Learning Forum

[shantashreejena97]

Hello everyone,

I have hung a hook with two springs at its 2 end. but it shows error while solving saying the hook has a degree of freedom in the Z direction. What could I do to do it fully constraint? In the figure(below) left side hook has an error in contact which is connected to spring in both sides. I have also attached the figure of my whole assembly for your further reference.

[peteroznewman]

Hello Shantashree,

It is helpful to sketch an ideal abstraction of a mechanism, showing the minimum amount of detail required to produce the desired motion. A stick-figure sketch is often what a simulation is modeled after, because it is so simple, yet represents the essential characteristics of the problem.

A physical prototype has a lot more detail that is not represented in the sketch because there are extra parts needed to hold things together, but those extra parts are not relevant to the basic function of the mechanism or structure. I would put the oval-shaped hooks in this category. Why are the hooks important to the question you want to answer. I would reframe your question and say the answer is not to constrain the hooks but to remove them from the model.

Please reply with a simple sketch that shows with a minimum number of parts, the loads, supports and motion you want to simulate. Describe what result you want from the simulation.

Regards,
Peter

[shantashreejena97]

Hi Peter,

Actually, I want to show at a certain compressive force that acts on both the top and bottom face of muscle how many angles would the weight be lifted (taking the weight of the weight into consideration)? If I remove them from my model then with whom the spring and muscle will be attached to?

[peteroznewman]

Hi Shantashree,

If you built the simple Rigid Dynamics model I suggested in this post, then you have a graph of Torque vs Lift Angle.
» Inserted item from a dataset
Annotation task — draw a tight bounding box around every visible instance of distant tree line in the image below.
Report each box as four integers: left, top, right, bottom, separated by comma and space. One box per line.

You can multiply the Torque by the sprocket radius to get Force.

The idea is that you don't need to connect a spring element to a hook, that is hanging from the frame, you remove the hook and connect the spring element to the frame directly. The hook isn't essential to the model. Similarly, you don't need a muscle if you apply the force the muscle generates to the part that it is pulling on.

[shantashreejena97]

Then in place of the muscle what should I put to show that there is equal and opposite force on both side that compress the muscle and thereby the chain(here another spring) lifted up which further rotates the sprocket and also creates a tensile force on the spring. The sprocket is also fixed to the shaft. With the rotation of the shaft, the rod and weight lifted to some angle which I want to know. And also should I remove bottom two hooks which are attached to both the chain(here rigid spring)? If yes then with whom I connect the chain to?

[peteroznewman]

Here is a graph of Torque vs Lift Angle created from a Rigid Dynamics Model that has no spring and no muscle. The model has a Gravity load and a revolute to drive the rotation by 180 degrees. If gravity is g, the mass is m and the radius is r then the Torque is m.g.r.sin(theta).

At 37 degrees, it takes 2.0 N-m of torque to hold the mass at that angle.  If the sprocket puts the chain at a 40 mm radius, then the tension in the chain and hence the tension in the muscle to hold the weight at 38 degrees is 2.0/0.040 = 50 N for a system with no spring on the other side of the sprocket (neglecting the weight of the chain).

Is it important to apply the 50 N to the frame where the muscle hangs from the top hook?  If so, you don't need the muscle or the hook, you apply 50 N downward to where the hook was hanging.

If you want to add the effect of the spring on the other side of the sprocket to the muscle, then you need to define the spring preload P at zero degrees of rotation and the spring rate k in N/mm so you can calculate the spring tension F as a function of extension x relative to zero degrees, which is F = P + kx.

You can convert that equation into Torque as a function of angle because you know the sprocket radius is 40 mm. That torque is added to the torque to lift the mass, which you can copy from the results table in the simple model. You can sum two Torque columns in Excel and convert that back to a force in the muscle in another column.

[shantashreejena97]

Actually, in real life situation, we are giving pressure to the muscle which creates an expansion of it by which respective elements lifted which helps to lift the weight by some angle. This is what I want to know in this analysis. That's why muscle is important in this analysis. Can't we do analysis with muscle?. Because it is important for us to show the muscle expansion. That's why I thought of instead of giving pressure to give compressive force to both ends of the muscle.

[peteroznewman]

The whole system is divided into two subsystems because each subsystem model is more easily built than a whole system model and the interface between the subsystems is easily defined.  I defined the Mechanism Model above. You can build a Muscle Model next.